03/01/2005

The case against Plato

Would you believe it? I actually finished Popper's Open Society and Its Enemies, at least volume 1 thereof. Admittedly, I didn't read it fully, because I dispensed with the scientific apparatus, which amounts to almost half of the book - fortunately, it's endnotes!

As expected, it was highly educational, and only the introductory chapters were slightly tiring. My major takeaway is that the present conflict with islamic fundamentalism is not at all a religious problem - it is the much older strain of civilisation that closed societies under the islamic banner face when confronted with western open societies. I think Popper would agree with that qualification, since those societies are largely tribally organised and hardly recognise the fiat nature of law.

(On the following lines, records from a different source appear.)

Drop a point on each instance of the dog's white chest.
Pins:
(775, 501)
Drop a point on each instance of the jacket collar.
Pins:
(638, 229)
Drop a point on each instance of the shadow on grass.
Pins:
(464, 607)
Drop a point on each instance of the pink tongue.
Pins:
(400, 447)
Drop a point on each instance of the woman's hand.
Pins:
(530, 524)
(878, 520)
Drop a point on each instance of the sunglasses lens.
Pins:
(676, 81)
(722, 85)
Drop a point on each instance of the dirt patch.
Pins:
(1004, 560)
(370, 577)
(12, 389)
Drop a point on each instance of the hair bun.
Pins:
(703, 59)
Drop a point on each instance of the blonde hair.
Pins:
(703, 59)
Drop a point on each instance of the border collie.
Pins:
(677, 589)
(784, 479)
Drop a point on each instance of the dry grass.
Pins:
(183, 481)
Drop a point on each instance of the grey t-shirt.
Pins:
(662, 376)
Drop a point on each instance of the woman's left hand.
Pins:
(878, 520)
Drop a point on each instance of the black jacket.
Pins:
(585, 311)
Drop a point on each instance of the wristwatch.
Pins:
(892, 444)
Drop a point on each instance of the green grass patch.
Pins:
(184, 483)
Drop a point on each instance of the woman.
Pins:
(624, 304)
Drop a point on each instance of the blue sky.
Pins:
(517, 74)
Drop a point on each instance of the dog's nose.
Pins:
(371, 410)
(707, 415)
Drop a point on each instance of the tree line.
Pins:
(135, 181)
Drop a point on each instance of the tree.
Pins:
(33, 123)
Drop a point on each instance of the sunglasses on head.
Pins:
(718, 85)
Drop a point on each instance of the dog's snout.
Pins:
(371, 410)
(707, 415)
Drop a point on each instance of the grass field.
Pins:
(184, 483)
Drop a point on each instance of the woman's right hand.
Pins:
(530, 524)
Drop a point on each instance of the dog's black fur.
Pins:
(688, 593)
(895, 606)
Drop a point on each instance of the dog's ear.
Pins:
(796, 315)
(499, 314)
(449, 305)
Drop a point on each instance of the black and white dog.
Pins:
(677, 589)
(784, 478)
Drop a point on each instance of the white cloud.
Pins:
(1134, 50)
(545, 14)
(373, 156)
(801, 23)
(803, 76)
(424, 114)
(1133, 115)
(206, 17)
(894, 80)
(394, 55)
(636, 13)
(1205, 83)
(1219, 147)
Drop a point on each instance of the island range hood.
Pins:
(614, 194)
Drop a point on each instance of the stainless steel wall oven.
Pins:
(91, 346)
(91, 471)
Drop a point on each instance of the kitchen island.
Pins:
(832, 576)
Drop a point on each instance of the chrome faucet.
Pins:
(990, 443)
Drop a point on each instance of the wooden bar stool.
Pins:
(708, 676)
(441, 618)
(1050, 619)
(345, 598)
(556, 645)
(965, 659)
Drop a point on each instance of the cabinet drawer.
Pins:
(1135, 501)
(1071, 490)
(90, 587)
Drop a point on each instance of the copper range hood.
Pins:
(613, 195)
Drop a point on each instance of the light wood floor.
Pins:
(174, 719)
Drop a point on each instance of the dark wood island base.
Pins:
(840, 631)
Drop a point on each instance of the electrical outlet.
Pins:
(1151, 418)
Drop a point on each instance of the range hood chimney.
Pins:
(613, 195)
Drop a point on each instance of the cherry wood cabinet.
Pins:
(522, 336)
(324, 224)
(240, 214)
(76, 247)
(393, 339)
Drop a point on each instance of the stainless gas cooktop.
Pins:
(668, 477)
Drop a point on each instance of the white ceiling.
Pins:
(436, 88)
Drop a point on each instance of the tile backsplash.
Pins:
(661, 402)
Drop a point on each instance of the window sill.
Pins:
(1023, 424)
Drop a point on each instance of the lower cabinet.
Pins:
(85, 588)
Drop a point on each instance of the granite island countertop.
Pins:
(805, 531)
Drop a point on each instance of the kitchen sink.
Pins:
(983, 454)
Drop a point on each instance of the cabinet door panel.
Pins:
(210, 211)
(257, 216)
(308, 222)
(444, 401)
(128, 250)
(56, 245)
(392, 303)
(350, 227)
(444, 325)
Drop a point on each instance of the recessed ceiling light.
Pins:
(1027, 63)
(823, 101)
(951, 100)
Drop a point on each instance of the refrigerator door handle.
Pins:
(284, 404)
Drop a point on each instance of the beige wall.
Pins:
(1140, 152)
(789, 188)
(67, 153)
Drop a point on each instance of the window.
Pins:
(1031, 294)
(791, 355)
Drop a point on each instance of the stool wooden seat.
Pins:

If what little I know about islamic law is true, then there are a few key changes necessary for those societies to become open, in my view: a) The attempt at a literal interpretation of the Qur'an as a source of law would have to be abandoned. b) The classification of non-muslim countries as a zone of war where treachery by muslim is permitted, needs to be abandoned. c) The death penalty against apostasy needs to be abandoned.

But I am getting well ahead of myself - that's not at all what the book is about. Popper shows that Plato's highly influential Republic is a very cunningly devised piece of propaganda that Plato has written to antagonise revolutionary changes that were afoot in the Athenian society in his time (classically summarised in Pericles' funeral oration). His aim was to construct an ideal constitution to which every change would be detrimental and thus must be avoided by all means. To cut a very detailed argument extremely short, this requires a totalitarian state which puts the interest of the state above that of the individual, and ultimately, only the philosopher king can know what that interest is, and he may, or even ought to, lie about it to the general public.

Popper shows that when a traditionally closed society with its tribal organisation based on mythical norms comes under stress either by strong growth or external relations (trade), or both, then it cannot survive in its traditional form. Either it opens up by introducing what Popper might call rational political technologies (I haven't seen it put together quite like that), or it has to go down the totalitarian path. Most islamic societies are at this junction today.

What can we do? On top of dealing sensitively with immediate security concerns, we need to understand the islamic mindset and - in the Socratic way - try to nudge its evolution towards openness, thereby returning the favour of those arab scholars who have preserved the texts of the ancient greeks and given them to christianity in the middle ages, thus triggering renaissance and all that followed suit (you'll forgive me my naïve model of history, will you). But by no means must we succumb to the temptation of reducing the openness of our societies because of security concerns, because this would be playing into the hands of the platonic proponents of the closed society. The process that led us to our openness is reversible!

But you'll have to read for yourself. I have just ordered the second volume.